Nandini Deo, Student Speaker
Nandini is graduating with Bachelors of Science degrees in International Studies and Health, Society and Policy with minors in Anthropology and Sociology. Having embarked upon her educational path as a Merrill Engineering Research Scholar, Nandini’s increasing interest in global health and preventative education drew her to interdisciplinary studies in the College of Humanities. “The more I learned about the intersections between culture, history, tradition, environment, and health, the more I recognized the importance of preventative interventions in altering health outcomes for the better,” she explains.
Nandini’s educational journey has engaged her in four years of undergraduate research, three Alternative Breaks, and countless leadership roles. Her diverse research portfolio includes a research assistantship at the Department of Metallurgical Engineering’s Center for Renewable Energy, an internship for the VA Hospital's Division of Epidemiology, and two years as an Undergraduate Research Leader for the Office of Undergraduate Research, where she most recently planned a “Women in Research” panel for the Undergraduate Research Education Series.
“I have loved being able to connect classroom learning to real-life experiences,” she says. “One of my favorite things is learning to live creatively, and adapting to uncomfortable situations in an attempt to grow or learn.”
Nandini’s adaptability is evidenced in the three Alternative Break trips she completed through the University’s Lowell Bennion Community Service Center, including one as Site Leader for the 2016 Community Health focused trip to Vancouver, British Columbia. Most recently, she traveled to Kumasi, Ghana to research chronic pain in rural populations. “I love studying health because of its vast applicability as well as its personal relevance in each person’s life,” she says. “I ultimately enjoy learning about the complexity and vulnerability that comes with being human.”
A complex student herself, Nandini’s academic advisor Ashley Glenn says of her, “Nandini is the perfect example of a student of the Humanities. She has mastered the art of learning how to think, not what to think, and has allowed her interest in health to cross disciplines and even national boundaries.”
After graduation Nandini plans to participate in a fellowship with the Global Health Corps or the Center for Disease Control before returning to pursue a master’s of public health focusing on the epidemiology of maternal and child health. Her long-term goal is to complete a Ph.D. in epidemiology, researching social determinants of women's health.
Olivia Juarez, Outstanding Senior
Olivia is graduating with an Honors Bachelor of Arts degree in Peace & Conflict Studies with an emphasis in global justice issues and Undergraduate Research Scholar designation.
Truly the model of an outstanding student, Olivia embodies all things we strive toward in the Humanities: she is a scholar dedicated to research, an activist committed to improving the world around her, a citizen rooted in empowering her community, and a life-long learner for whom inquiry is an essential part of living,
She chose Peace & Conflict Studies because, as she says, “it simultaneously allowed me to be a more critical thinker and reflexive communicator—a scholar and community member who honors myself and others.”
First in her family to earn a bachelor’s degree, Olivia has embraced opportunity at every turn. As a student leader, she co-founded and manages Salt Lake Excess, a food recovery organization eliminating food waste and food insecurity through real-time volunteer mobilization. Olivia also served as SLCgreen’s Idle-Free City Coordinator where she contributed to eliminating 519,638 pounds of vehicle exhaust pollution in 2015. Following this programming, she spearheaded the University of Utah’s transition into an Idle-Free campus in fall 2015.
In addition to leadership, Olivia’s scholarly research has been acknowledged with invitations to present at local and national conferences, including the National Conference on Undergraduate Research at the University of Memphis. Her paper: “Hidden Values: American Indian Epistemologies in Federal Land Management” is in the process of publication in the Hinckley Journal of Politics.

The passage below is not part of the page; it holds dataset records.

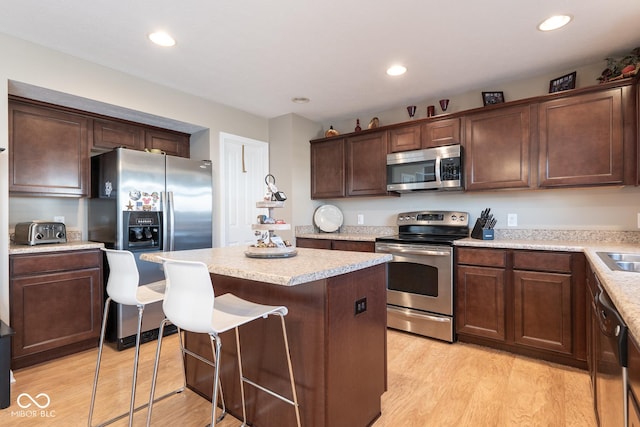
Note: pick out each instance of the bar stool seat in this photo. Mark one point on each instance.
(123, 288)
(191, 305)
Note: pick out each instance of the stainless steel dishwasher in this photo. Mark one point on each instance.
(611, 363)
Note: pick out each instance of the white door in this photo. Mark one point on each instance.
(244, 165)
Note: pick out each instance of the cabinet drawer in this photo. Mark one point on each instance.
(542, 261)
(21, 265)
(484, 257)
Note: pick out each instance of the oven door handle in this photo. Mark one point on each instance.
(423, 252)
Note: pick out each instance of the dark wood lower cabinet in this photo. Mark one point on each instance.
(339, 358)
(527, 302)
(338, 245)
(56, 304)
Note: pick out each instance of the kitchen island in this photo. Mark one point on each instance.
(338, 356)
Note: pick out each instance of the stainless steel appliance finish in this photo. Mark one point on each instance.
(438, 168)
(611, 364)
(420, 276)
(39, 232)
(147, 202)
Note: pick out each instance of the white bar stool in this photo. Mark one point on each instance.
(190, 304)
(122, 287)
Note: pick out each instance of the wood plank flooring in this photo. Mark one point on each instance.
(431, 383)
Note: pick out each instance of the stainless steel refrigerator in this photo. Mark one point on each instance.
(145, 202)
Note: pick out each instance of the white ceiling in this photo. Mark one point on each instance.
(256, 55)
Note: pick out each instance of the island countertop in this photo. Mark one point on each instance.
(307, 266)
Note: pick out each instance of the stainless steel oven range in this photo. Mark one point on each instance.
(420, 276)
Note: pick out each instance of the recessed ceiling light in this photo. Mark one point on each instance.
(162, 39)
(396, 70)
(554, 22)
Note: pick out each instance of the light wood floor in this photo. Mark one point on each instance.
(431, 383)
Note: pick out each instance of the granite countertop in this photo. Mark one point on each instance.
(308, 265)
(53, 247)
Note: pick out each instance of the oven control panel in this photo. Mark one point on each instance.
(452, 218)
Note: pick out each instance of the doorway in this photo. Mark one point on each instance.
(243, 166)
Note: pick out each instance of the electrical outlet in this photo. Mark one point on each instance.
(361, 305)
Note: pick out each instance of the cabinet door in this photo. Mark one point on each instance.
(441, 132)
(367, 165)
(49, 152)
(497, 149)
(404, 138)
(581, 140)
(542, 310)
(328, 169)
(480, 306)
(108, 134)
(51, 311)
(174, 144)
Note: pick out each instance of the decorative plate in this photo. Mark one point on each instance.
(328, 218)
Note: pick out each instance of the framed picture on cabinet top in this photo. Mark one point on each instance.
(490, 98)
(565, 82)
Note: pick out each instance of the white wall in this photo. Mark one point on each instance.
(34, 65)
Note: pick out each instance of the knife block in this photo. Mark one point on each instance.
(481, 233)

“Olivia is outstanding because she is a natural leader who combines her enthusiasm for changing the world with her love of people and her dedication and commitment to the work,” says David Derezotes, director of the Peace & Conflict Studies program. “Her leadership has positively impacted Salt Lake City, where she engaged over 150 volunteers to make the Downtown Farmers Market more ‘waste wise.’ With her leadership, the Farmers Market was awarded the Utah Recycling Alliance award for ‘Zeroing in on Zero Waste.’”
After graduation Olivia will head to Spain, where she will conduct a social network analysis of urban agriculture using Salt Lake City and Barcelona as case studies. In addition to completing graduate school and serving in public office, her long-term goals include publishing children’s books and building her own climate change resilient home.